Does America's smaller welfare state reflect important cultural differences between us and folks on the other side of the Atlantic? Yes, probably, but the main one is hardly worthy of defending. A 2001paper, "Why Doesn't the United States Have a European-Style Welfare State?" by economists Alberto Alesina, Edward Glaeser, and Bruce Sacerdote, provides powerful evidence that race is at the center of the story. There's a strong negative relationship between a country's racial heterogeneity and its levels of social spending, and within the U.S., states with larger black populations spend less on welfare programs. "Americans think of the poor as members of some different group than themselves, while Europeans think of the poor as members of their group," the paper concludes.
Don't get me wrong: I'm no fan of the European welfare state. There are sound economic reasons for rejecting it as a model. Most decisively, the aging of the population and the continued development of promising but expensive medical treatments are rendering it unaffordable, and fiscal constraints will sooner or later lead to significant restructuring here as well.
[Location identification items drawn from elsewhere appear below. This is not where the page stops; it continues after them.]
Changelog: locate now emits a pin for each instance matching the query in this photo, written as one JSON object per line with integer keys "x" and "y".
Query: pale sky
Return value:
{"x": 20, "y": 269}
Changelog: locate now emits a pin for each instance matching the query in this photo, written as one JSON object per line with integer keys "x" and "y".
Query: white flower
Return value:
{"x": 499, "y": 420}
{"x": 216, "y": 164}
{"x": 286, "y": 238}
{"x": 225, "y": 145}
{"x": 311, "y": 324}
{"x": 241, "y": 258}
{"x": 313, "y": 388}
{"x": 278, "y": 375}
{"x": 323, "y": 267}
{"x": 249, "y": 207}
But Brooks doesn't want to use economic arguments. He counsels against "getting stuck in the old arguments over money." Instead, he wants to defend America's track record of more modest social spending on cultural grounds. And that is a really bad idea. Our tragic history of race relations may have inhibited spending, but we should be ashamed of that cultural heritage. We certainly shouldn't embrace it and brag about it. Brooks apparently doesn't realize what he's doing; he thinks he's touting good old Yankee self-reliance. But his argument is offensive even if he's oblivious to how offensive he's being.
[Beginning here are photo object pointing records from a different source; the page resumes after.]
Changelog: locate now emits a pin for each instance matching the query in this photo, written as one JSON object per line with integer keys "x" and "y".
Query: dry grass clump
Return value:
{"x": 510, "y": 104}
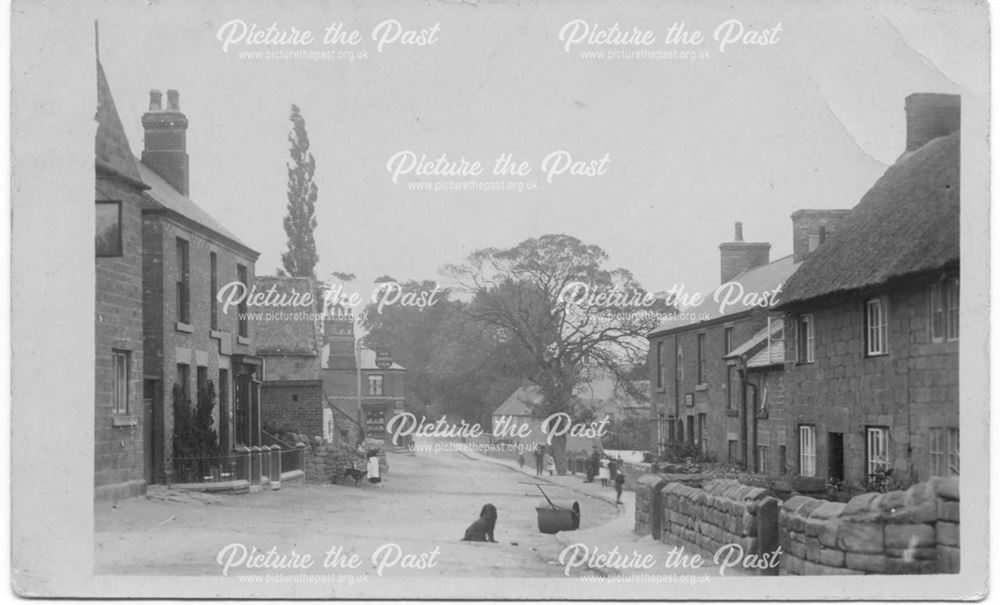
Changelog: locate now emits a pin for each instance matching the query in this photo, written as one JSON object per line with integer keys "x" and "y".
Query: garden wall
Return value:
{"x": 720, "y": 513}
{"x": 900, "y": 532}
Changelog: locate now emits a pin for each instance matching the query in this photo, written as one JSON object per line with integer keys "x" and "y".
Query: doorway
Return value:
{"x": 836, "y": 454}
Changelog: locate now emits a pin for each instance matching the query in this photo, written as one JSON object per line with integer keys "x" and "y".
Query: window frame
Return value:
{"x": 702, "y": 360}
{"x": 882, "y": 441}
{"x": 183, "y": 259}
{"x": 120, "y": 249}
{"x": 880, "y": 330}
{"x": 378, "y": 379}
{"x": 807, "y": 456}
{"x": 121, "y": 388}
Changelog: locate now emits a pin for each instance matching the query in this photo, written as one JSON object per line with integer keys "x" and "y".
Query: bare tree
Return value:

In any event, it's not anti-poverty programs that are threatening to send the U.S. budget spiraling out of control. Rather, it's the middle-class entitlements, Social Security, and especially Medicare. And you can't blame those programs on the machinations of the dastardly "30 percent coalition," because they are overwhelmingly popular across the electorate. According to an April New York Times poll, 76 percent of Americans think "the benefits from government programs such as Social Security and Medicare are worth the costs of those programs." And amazingly, the percent only drops to 62 when the sample is restricted to the 18 percent of people who say they support the Tea Party movement!
Here again, Brooks' effort to turn economic policy problems into "us versus them" cultural conflicts collapses in failure. On the vexing question of how to defuse the entitlements fiscal time bomb, there is no "us" and "them."The politics of us versus them is almost always ugly and illiberal. And on the policy questions that Brooks is concerned with, there's no need for such deliberate divisiveness. Yes, there are strong disagreements about market regulation and the proper size and scope of social spending, but these disagreements are not based on some irreconcilable differences in values. Vigorous support for continued economic growth is nearly universal across the political spectrum. How else will we put jobless Americans back to work, and how else will we pay for the activities of government, without a strong, dynamic private sector? A similarly broad consensus exists for the following two propositions: On the one hand, a government safety net is needed to protect Americans from various hazards of life; on the other hand, that safety net shouldn't bankrupt us.
Figuring out how to restore growth and how to construct an effective but affordable safety net, are questions for debate, analysis, and democratic decision-making. My answers to those questions may differ from yours, but dividing up into warring tribes and demonizing each other aren't the ways to figure out who's right.